Raven was silent for a moment longer, then finally turned fully toward the street beyond.

"Understood," he said simply. "I’ll bring you something new."

Theo raised an eyebrow.

"Poison reagents. And healing potion materials. Maybe something rarer if the dungeon doesn’t eat me alive." Raven continued to the door with a faint smile to Theo.

Theo chuckled, leaning back again with a nod. "You bring the venom, I’ll clean the blood. With bling-bling."

Later that evening, the city square shimmered in gold-lit dusk, the vendor NPC cycling idle animations behind its polished counter. Theo logged back in, coffee in hand, the muted thrum of real life left behind for a different kind of boardroom.

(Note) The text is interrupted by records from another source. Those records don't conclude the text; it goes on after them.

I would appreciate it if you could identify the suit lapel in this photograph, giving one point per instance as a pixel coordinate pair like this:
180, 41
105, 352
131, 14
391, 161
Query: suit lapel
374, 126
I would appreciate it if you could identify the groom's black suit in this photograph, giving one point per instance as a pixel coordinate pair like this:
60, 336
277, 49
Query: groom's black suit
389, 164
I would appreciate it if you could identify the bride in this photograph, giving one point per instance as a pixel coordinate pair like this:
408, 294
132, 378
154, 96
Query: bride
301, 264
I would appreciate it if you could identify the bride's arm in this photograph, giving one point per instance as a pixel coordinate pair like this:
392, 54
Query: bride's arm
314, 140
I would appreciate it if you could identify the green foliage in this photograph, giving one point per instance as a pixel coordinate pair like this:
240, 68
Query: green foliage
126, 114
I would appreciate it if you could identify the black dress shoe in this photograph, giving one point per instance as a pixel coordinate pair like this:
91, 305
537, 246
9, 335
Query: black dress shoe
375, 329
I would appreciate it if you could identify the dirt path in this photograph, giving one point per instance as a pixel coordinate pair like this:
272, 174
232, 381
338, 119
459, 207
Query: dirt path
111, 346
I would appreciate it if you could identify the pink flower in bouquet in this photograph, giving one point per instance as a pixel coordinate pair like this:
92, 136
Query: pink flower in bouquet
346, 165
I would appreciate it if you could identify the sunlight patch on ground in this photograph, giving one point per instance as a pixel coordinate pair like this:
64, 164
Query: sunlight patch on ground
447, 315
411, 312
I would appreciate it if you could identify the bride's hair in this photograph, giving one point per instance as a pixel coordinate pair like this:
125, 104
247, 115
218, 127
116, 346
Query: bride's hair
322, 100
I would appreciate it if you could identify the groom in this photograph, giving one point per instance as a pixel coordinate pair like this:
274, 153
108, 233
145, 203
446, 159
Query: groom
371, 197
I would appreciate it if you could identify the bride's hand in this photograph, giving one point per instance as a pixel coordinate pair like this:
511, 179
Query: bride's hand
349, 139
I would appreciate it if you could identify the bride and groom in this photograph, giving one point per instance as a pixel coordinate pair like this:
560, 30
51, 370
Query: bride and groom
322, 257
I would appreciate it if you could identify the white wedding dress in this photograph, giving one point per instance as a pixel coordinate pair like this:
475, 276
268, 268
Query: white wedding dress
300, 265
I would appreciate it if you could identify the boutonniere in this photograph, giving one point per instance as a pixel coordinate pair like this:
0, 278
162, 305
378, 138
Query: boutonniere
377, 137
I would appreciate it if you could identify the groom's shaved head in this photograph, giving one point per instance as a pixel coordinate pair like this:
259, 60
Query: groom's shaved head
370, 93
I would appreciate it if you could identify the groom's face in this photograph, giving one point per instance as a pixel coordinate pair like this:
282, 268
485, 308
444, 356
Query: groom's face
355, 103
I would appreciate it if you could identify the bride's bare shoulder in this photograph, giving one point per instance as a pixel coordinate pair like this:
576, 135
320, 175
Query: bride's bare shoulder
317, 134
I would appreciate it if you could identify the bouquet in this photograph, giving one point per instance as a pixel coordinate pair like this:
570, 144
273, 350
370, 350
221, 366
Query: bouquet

All of Raven’s products had sold.

Several hours. That’s all it took.

He blinked once at the screen, and felt a flicker of something light in his chest. The kind of flicker you get when a long-dormant machine hums back to life. The stall was still called Frayed Ledger. The guild list was still mostly ghosts.

But it was moving again.

Theo chuckled quietly, leaning back as the logs confirmed every drop cleared.

He loved this part—the numbers falling into place. The proof that his model still worked. For once, he didn’t have to spend his limited play window gathering herbs or flipping one stack at a time just to enjoy a play style he dreamed of.

Now he had a supplier.

He clicked over to the guild tab. One pending application.

**DarkMerchant.**

Approved.

He grinned. The kind of grin that belonged to a dad in flip-flops at a Sunday barbecue, who just realized the steaks came out perfect.

"Now," he said to himself, stretching out his fingers, "we get to go nuts."

Speculation markets. Rare item rotation theory. Cross-region pricing experiments. All the things he’d only tested in spreadsheets, now powered by real flow.